David Zwirner, New York Acquired from the above by the present owner
Catalogue Essay
Over the past decade, Swiss-born, American artist Carol Bove has developed an artistic vocabulary that places a key role in the materiality of the artwork. Typically working with found objects such as chains, shells, tree logs, books, metal and, as it is the case in this lot, peacock feathers, Bove explores how social history is constructed and how objects become imprinted with the history of the time at which they are created. By recontextualising these found objects in a new time and space, Bove questions the way in which these artefacts operate in a different time: are they nostalgic memories of an era reappearing, or have they always been present?

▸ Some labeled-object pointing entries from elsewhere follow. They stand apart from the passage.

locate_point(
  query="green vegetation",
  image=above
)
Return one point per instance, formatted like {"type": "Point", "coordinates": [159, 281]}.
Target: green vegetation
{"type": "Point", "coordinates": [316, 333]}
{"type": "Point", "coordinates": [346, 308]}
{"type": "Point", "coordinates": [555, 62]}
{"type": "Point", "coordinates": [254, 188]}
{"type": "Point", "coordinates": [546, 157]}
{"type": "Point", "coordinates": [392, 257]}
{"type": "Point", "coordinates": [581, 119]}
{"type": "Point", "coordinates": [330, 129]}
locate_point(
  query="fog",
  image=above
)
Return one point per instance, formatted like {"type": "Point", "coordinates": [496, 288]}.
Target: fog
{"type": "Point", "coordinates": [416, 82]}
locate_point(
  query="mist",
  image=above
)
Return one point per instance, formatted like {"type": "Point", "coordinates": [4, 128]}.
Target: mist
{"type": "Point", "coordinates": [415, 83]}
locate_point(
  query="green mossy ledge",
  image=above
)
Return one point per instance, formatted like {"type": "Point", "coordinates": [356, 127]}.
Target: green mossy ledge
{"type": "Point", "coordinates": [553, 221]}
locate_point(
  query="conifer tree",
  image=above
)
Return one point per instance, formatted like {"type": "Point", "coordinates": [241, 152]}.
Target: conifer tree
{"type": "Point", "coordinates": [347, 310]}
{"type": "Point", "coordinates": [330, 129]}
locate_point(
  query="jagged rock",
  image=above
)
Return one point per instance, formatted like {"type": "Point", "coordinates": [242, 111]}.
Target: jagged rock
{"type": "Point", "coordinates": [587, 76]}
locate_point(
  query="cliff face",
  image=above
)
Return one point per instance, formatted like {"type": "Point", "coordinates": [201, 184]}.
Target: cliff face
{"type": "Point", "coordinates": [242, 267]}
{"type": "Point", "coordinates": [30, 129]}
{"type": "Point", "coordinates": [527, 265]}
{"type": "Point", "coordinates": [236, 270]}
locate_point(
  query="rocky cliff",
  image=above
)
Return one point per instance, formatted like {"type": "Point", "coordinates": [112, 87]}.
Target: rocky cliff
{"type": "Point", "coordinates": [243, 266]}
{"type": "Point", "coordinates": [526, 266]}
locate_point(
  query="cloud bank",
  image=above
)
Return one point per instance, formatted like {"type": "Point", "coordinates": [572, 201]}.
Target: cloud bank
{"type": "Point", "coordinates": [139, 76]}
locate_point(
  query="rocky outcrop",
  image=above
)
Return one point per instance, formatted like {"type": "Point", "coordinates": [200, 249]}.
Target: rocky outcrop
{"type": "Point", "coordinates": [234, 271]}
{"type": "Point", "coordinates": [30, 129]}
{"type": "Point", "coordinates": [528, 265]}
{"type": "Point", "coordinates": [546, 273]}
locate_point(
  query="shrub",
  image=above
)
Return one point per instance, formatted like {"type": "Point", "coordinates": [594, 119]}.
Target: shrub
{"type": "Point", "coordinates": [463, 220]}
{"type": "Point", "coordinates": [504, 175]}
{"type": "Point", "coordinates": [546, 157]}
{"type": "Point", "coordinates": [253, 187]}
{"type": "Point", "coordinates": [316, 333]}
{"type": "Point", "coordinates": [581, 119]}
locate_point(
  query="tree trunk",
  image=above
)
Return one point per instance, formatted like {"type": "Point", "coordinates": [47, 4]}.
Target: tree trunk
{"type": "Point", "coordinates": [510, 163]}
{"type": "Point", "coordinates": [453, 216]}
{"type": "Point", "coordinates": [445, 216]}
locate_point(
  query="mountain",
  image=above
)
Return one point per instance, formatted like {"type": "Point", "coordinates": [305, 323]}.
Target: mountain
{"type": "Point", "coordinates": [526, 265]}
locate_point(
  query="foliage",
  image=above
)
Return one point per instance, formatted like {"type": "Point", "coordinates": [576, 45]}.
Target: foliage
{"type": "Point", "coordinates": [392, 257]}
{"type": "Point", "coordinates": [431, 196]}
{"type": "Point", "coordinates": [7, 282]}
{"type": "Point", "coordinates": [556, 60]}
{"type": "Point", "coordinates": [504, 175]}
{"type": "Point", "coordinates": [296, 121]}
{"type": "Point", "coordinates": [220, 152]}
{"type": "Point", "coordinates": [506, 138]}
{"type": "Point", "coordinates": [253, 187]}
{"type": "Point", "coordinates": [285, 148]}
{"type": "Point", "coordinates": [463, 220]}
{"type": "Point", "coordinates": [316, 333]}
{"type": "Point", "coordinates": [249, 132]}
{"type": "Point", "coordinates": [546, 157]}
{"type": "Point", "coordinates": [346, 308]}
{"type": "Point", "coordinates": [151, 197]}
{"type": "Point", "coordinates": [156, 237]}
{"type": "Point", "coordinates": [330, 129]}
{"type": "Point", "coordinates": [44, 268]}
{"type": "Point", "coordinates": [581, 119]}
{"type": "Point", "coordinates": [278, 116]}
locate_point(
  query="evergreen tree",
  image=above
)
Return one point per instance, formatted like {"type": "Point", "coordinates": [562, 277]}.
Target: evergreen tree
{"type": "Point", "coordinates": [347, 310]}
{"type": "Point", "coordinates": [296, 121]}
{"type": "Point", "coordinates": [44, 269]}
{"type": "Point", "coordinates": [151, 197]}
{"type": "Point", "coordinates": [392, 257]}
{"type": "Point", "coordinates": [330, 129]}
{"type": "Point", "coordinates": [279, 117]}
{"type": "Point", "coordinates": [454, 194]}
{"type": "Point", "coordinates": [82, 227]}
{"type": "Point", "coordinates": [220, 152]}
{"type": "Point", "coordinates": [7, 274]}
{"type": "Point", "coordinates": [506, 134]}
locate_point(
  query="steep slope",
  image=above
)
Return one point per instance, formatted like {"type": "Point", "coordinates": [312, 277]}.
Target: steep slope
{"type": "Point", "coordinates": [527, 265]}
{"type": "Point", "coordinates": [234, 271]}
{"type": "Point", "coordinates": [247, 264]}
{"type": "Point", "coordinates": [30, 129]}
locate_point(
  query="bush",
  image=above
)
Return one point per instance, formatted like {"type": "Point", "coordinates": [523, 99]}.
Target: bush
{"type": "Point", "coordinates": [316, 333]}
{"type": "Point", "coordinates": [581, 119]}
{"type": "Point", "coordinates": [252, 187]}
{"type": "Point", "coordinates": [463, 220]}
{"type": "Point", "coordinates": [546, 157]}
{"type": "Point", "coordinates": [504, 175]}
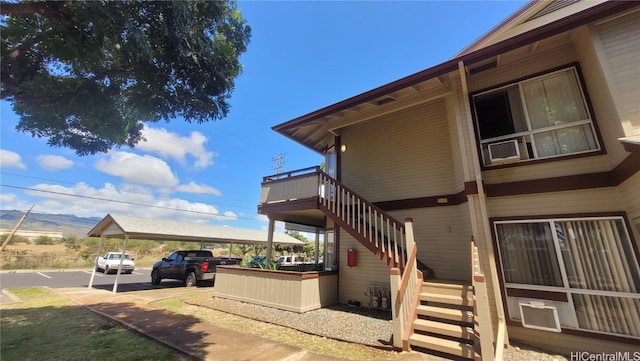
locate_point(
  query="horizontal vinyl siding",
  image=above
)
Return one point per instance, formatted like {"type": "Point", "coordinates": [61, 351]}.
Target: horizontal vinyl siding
{"type": "Point", "coordinates": [566, 344]}
{"type": "Point", "coordinates": [536, 63]}
{"type": "Point", "coordinates": [399, 156]}
{"type": "Point", "coordinates": [443, 236]}
{"type": "Point", "coordinates": [602, 101]}
{"type": "Point", "coordinates": [551, 169]}
{"type": "Point", "coordinates": [621, 42]}
{"type": "Point", "coordinates": [355, 281]}
{"type": "Point", "coordinates": [556, 203]}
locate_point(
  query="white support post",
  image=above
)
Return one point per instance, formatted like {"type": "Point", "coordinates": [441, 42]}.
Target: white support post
{"type": "Point", "coordinates": [95, 262]}
{"type": "Point", "coordinates": [397, 311]}
{"type": "Point", "coordinates": [316, 253]}
{"type": "Point", "coordinates": [124, 250]}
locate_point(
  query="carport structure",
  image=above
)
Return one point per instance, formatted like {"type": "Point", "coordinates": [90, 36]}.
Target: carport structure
{"type": "Point", "coordinates": [126, 227]}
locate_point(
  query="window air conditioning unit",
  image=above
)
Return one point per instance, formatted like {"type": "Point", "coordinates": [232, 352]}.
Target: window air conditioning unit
{"type": "Point", "coordinates": [537, 314]}
{"type": "Point", "coordinates": [504, 152]}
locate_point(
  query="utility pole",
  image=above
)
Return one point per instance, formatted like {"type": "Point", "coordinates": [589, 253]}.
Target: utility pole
{"type": "Point", "coordinates": [279, 159]}
{"type": "Point", "coordinates": [6, 241]}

This lot stands as an eloquent example of Bove’s research. This meticulously assemblage of carefully chosen peacock feathers aligned on linen is presented to us at first as a luxurious, decorative and exotic object. In her task of becoming as a social archaeologist, Bove explores the meaning of peacock feathers through history, from representing the eye of Hera in ancient Greek Mythology, to their iconic role in late nineteenth-century Symbolism, to their similarities with the human eye in Surrealism. These feathers are also heavily present in the 1960’s fashion scene and at a more personal level in her grandmother’s dressing and decorating style, who attempted to be modern but struggled to really engage in the avant-garde. The peacock feather becomes a paradoxical object, striving to be modern but loaded with symbolic and mythical references, thus the feathers become saturated with historical weight.